History
- Launched: 1799
- Fate: Wrecked 17 April 1803

General characteristics
- Class & type: Brig
- Tons burthen: 121 (bm)
- Propulsion: sail
- Complement: 15 men
- Armament: 10 × 2 and 3-pounder guns
- Notes: Built of English oak

= Margaret (1799 brig) =

English ship wrecked in 1803

Margaret was a British-built Australian brig that was launched in 1799 and wrecked in 1803.

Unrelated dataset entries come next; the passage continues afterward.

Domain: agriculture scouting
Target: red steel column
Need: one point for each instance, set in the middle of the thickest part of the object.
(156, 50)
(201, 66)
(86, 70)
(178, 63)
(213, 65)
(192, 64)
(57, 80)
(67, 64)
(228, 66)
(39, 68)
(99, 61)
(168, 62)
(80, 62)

Margaret was constructed in London in 1799 and registered to a company called Turnbull & Co. John Buyers, as her master, received a letter of marque on 28 May 1800. Buyers and John Turnbull, who had known each other from a 1799 voyage to China on the Barwell, entered a venture with some London merchants to explore trade options. Margaret left London on 2 July 1801 and arrived in Sydney in February 1802. Buyers and Margaret left Sydney on 5 June 1802, bound for the Society Islands on a seal hunting expedition. Along the voyage the ship was the first European to discover both Makemo, Taenga, and rediscover Nukutepipi in March 1803. On 17 April 1803 the Margaret was grounded on a reef. The crew cut away her mast but by midnight they had to abandon ship. The crew reached shore in a small boat, which natives promptly stole; also, natives speared two of the crew. The crew constructed two small boats from the wreck and sailed off the island, eventually making it back to Sydney by 30 September 1803.